The annual gathering of Feltmakers and their guests at the Mansion House took place on Friday, 2nd June 2017. All were warmly welcomed by the Master, Jeremy Brassington, accompanied by his wife, Pearl, and our own “Fab Four” Wardens. The civic party attending comprised the Lord Mayor Locum Tenens, Sir David Wootton and Lady Wootton, together with Sheriff William Russell and his wife, Hilary. Also present was a group of seven (wearing traditional dress) from the Zunft zur Waag, one of Zurich’s most ancient guilds.
Hats by prizewinners of the Feltmakers’ design competition (which has been held since 1989) were on display in the Salon and the winning hat this year, designed by Ms Alexandra
Thompson, was elegantly modelled throughout the evening.

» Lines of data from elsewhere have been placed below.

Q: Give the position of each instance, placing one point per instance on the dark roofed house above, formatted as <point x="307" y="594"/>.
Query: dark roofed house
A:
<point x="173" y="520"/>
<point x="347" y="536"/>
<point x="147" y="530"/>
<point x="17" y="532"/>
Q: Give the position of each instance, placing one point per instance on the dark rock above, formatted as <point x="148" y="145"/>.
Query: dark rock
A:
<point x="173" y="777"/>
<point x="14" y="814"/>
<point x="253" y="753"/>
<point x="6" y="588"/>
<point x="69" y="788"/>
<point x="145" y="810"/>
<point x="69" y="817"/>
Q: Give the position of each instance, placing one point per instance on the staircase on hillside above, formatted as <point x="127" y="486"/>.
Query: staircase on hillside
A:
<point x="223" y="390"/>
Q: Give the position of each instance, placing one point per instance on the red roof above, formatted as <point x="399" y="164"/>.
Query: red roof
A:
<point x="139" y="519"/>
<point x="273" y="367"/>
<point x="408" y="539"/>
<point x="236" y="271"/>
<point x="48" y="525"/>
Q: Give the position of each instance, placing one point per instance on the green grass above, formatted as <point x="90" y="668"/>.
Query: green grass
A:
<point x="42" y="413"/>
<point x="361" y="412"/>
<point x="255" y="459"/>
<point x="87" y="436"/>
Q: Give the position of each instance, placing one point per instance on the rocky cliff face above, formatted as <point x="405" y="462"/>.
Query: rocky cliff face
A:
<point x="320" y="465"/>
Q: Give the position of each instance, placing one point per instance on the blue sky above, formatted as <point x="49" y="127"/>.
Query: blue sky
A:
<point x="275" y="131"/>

A jolly and convivial affair, with drink flowing and music provided by the Brass Quartet of the Royal Marines Concert Band in the setting of the splendid Egyptian Hall. Perhaps unique to a Feltmakers’ gathering, many ladies wore adorable little cocktail hats to complement their evening gowns. Amusement was provided within some of the speeches (notably that of the Upper Warden, Nicholas Hilliard) and the ability of the post horn to play the “gallop” whilst run-walking a full circuit of the dining tables, seemingly in one breath.

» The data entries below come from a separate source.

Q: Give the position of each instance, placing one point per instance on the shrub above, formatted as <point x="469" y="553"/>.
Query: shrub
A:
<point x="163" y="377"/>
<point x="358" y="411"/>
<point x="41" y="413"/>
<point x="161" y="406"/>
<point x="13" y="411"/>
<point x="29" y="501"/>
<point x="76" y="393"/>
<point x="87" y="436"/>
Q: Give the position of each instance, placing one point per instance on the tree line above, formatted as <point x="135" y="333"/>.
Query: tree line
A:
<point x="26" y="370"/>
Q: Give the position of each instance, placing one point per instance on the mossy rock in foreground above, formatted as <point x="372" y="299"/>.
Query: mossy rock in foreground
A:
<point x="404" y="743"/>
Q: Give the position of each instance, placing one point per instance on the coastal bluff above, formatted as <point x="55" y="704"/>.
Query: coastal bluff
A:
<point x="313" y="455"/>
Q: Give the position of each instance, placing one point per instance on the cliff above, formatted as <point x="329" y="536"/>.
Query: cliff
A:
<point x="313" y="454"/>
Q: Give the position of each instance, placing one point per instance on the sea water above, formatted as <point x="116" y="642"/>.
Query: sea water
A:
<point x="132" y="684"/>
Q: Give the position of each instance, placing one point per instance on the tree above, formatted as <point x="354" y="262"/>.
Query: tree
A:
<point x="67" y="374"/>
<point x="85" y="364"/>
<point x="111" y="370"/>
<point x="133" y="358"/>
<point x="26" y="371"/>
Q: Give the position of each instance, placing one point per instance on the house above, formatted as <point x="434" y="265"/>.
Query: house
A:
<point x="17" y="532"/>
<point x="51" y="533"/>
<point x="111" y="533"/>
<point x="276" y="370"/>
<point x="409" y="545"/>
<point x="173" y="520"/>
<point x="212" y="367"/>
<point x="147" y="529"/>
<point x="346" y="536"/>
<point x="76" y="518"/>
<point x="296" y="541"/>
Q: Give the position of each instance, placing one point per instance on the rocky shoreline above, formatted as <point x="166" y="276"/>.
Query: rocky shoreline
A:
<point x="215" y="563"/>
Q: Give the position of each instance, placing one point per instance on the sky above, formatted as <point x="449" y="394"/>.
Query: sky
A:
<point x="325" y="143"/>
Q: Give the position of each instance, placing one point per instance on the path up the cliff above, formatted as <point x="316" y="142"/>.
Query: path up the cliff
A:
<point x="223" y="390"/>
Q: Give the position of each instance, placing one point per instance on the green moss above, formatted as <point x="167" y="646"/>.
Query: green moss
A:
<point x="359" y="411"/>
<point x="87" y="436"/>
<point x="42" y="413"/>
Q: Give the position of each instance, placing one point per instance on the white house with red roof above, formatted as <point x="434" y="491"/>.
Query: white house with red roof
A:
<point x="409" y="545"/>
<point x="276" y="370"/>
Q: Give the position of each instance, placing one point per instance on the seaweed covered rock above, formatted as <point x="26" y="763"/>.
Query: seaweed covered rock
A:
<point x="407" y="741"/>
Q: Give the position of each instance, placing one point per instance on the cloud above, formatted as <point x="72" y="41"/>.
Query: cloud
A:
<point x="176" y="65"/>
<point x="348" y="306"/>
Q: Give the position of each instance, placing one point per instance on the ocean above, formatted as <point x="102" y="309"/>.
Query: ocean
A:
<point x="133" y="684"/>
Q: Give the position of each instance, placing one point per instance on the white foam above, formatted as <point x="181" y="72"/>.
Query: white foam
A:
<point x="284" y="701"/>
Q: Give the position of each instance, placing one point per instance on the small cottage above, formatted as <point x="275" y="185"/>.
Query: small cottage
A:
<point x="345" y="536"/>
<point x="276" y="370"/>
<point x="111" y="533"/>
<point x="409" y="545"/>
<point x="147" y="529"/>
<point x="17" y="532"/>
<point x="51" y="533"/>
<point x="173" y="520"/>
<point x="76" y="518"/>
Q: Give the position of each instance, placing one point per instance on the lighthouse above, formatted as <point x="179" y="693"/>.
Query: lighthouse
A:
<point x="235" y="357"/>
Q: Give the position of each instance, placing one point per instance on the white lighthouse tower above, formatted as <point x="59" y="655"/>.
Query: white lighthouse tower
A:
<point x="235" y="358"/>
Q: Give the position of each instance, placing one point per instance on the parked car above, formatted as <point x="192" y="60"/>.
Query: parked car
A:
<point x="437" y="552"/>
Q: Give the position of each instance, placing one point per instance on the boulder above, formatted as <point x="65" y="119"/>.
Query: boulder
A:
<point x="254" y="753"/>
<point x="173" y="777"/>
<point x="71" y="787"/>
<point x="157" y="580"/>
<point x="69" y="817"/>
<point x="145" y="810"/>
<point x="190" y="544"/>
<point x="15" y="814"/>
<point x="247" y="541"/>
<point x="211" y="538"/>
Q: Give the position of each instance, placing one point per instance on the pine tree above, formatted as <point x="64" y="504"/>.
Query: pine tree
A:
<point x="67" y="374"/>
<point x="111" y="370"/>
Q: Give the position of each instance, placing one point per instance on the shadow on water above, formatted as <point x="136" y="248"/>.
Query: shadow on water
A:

And despite the provision of detailed written instructions for the ceremony of the Loving Cup,
it is wonderful to see the concentration on people’s faces as they try to get the sequence of events right. Maybe the fault lies not in a lack of comprehension of said instructions, but an acute shortage of reading spectacles….
Charity being a fundamental component of the Livery movement, both Sir David and the Master spoke of it – and the importance of change.
Sir David mentioned the good work done by the Old Bailey in its legal and community outreach project and the three music charities which are supported this year by the Lord Mayor’s Appeal, for which the Master presented him with a cheque for £4,000. The Master spoke of fact that, along with many other ancient Livery companies, control over the trades has diminished and we have sought to make charitable giving a more central focus – to provide a sense of purpose and continued relevance in modern society. He referred to the recently circulated questionnaire to the Livery regarding our new charity initiative and appealed to members to take the time to complete it if they have not already done so!
A lovely evening of fellowship made poignant when one recollects that it took place between two tragic events, one in Manchester on 22nd May, then, the day after our dinner, at London Bridge and Borough Market, when many people lost their lives or were seriously injured. We continue to go about our business; they are in our thoughts, and prayers.